In recent years, linkage studies have failed to discover additional high-penetrance genes, suggesting that multiple low-penetrance alleles may explain the remaining genetic risk for CRC. Indeed, association studies, in which the frequencies of genetic variants are directly compared between large series of patients and unrelated controls , are now thought to be more appropriate than linkage studies for the identification of susceptibility loci for complex diseases, including CRC (3).
Human Genetic Variation and the Study of Complex Diseases
It is estimated that there are ~10 million single-nucleotide polymorphisms (SNPs) in the human genome, half of which with a minor allele frequency (MAF) over 10% (4).

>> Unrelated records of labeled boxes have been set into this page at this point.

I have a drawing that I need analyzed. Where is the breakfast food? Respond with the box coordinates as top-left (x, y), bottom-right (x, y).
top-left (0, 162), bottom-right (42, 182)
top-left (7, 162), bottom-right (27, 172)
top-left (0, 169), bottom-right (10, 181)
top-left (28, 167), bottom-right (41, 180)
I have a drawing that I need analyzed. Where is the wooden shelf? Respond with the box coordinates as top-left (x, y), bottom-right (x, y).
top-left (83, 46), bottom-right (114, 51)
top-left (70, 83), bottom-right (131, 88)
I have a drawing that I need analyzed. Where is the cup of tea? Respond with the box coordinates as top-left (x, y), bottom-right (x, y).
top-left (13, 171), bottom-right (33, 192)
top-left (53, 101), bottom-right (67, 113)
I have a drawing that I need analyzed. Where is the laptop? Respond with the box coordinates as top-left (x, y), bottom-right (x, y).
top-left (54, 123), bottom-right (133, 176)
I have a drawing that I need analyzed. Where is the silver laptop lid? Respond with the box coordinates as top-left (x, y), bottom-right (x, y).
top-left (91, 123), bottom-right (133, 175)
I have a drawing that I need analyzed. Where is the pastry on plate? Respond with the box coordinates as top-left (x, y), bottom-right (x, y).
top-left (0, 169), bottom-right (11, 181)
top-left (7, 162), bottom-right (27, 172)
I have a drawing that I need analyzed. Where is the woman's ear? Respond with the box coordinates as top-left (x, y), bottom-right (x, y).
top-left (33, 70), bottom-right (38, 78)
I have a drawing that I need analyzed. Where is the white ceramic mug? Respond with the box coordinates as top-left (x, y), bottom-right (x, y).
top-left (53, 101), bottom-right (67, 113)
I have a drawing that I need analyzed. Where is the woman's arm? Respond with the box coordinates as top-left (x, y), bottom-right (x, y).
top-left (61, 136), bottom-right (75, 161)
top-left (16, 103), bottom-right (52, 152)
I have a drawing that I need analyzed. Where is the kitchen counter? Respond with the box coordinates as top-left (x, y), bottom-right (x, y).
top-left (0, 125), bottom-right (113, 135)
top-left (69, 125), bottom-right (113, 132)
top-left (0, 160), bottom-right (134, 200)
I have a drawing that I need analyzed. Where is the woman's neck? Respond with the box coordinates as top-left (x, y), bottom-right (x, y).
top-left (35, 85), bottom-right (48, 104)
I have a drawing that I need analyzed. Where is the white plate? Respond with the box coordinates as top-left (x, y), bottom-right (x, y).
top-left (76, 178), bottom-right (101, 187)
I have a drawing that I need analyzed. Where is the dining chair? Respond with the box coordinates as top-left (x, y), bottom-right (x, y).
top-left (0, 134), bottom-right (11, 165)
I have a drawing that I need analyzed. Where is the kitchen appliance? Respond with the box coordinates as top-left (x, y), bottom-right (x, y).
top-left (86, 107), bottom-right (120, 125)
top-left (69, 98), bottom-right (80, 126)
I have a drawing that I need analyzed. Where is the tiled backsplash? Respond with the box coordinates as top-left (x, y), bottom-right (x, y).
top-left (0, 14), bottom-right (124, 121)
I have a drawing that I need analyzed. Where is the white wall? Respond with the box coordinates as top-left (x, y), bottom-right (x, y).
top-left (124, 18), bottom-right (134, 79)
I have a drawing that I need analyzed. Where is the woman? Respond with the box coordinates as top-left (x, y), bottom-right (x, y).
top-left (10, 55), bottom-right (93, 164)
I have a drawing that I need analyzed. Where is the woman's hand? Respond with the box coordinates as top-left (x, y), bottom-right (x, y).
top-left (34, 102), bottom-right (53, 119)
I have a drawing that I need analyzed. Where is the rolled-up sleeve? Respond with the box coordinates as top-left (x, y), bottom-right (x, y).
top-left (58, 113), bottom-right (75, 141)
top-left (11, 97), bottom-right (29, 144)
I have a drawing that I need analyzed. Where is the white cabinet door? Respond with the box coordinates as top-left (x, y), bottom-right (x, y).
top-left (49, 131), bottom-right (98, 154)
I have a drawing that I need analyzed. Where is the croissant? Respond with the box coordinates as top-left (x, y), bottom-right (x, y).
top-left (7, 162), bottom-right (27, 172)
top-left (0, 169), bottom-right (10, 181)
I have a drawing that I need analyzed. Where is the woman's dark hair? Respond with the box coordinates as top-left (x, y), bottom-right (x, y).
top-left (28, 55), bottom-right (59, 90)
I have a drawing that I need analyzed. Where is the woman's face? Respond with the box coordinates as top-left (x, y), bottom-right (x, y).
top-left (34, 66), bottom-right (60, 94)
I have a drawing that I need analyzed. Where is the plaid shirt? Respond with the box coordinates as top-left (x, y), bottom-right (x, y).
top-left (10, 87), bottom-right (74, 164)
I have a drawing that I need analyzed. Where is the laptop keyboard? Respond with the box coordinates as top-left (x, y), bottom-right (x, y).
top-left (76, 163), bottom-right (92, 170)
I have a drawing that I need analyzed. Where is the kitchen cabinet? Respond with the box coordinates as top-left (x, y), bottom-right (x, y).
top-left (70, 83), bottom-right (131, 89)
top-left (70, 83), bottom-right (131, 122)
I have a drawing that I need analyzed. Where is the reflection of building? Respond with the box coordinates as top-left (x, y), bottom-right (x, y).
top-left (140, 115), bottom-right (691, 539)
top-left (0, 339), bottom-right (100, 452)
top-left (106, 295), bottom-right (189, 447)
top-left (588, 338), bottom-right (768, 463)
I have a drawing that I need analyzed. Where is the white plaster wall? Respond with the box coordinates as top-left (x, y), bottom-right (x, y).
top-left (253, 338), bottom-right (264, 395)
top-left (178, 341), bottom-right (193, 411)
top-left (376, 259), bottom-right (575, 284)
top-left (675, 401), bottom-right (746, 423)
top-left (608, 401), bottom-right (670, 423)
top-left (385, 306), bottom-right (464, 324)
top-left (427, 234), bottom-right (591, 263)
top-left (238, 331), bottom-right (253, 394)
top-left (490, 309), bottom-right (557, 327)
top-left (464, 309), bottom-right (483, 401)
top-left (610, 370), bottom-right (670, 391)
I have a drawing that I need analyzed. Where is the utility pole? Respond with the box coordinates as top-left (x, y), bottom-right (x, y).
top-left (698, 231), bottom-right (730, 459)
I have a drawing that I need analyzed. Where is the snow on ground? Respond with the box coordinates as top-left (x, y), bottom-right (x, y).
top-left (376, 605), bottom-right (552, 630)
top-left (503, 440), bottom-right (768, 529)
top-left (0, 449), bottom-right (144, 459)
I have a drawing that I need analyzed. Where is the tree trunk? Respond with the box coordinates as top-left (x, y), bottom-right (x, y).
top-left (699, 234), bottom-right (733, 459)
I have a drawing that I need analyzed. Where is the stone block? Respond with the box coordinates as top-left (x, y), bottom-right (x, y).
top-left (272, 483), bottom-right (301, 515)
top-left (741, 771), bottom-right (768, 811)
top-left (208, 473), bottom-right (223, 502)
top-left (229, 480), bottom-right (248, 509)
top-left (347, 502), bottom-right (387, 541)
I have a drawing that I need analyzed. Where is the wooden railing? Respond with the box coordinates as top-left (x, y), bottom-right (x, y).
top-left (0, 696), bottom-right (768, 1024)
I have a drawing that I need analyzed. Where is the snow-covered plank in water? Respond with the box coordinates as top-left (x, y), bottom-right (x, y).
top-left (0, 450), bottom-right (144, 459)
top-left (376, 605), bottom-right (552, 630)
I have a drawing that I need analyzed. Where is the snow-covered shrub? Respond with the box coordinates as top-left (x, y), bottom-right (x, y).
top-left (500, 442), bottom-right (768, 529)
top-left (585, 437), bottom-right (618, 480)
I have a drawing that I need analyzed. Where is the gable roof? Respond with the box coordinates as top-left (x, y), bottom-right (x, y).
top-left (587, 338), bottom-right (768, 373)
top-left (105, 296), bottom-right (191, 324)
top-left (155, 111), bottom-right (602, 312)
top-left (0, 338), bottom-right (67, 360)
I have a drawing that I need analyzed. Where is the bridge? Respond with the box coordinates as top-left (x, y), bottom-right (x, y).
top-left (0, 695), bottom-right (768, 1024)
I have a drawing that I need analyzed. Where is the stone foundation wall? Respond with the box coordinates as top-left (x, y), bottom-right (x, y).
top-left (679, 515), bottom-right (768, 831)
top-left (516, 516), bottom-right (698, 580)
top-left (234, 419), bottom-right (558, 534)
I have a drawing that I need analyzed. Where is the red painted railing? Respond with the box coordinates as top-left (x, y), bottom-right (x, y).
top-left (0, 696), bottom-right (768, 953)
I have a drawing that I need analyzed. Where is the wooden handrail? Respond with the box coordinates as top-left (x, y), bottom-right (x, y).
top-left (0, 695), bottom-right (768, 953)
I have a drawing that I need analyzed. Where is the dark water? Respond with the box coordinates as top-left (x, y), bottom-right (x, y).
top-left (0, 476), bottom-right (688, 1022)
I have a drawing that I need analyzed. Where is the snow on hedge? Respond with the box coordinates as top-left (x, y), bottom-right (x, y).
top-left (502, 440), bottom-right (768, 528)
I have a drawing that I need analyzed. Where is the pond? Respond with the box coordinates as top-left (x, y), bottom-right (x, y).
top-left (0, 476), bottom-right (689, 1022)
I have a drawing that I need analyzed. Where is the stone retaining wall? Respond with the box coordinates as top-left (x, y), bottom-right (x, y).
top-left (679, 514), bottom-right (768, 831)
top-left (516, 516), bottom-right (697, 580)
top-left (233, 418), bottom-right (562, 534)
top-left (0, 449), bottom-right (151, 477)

These genetic variants and other types of polymorphisms (insertion/deletion, copy number variations) are expected to explain approximately 90% of human heterozygosity, including susceptibility to disease (4). Variants that were deleterious during evolution (such as mutations that cause early-onset diseases) are typically rare, due to natural selection. Conversely, disease variants that act after reproduction, or that are pleiotropic in effect, may have been neutral or subject to balancing selection (e.g., sickle cell anemia and malaria). In such cases, most of the genetic variation underlying disease risk may be common.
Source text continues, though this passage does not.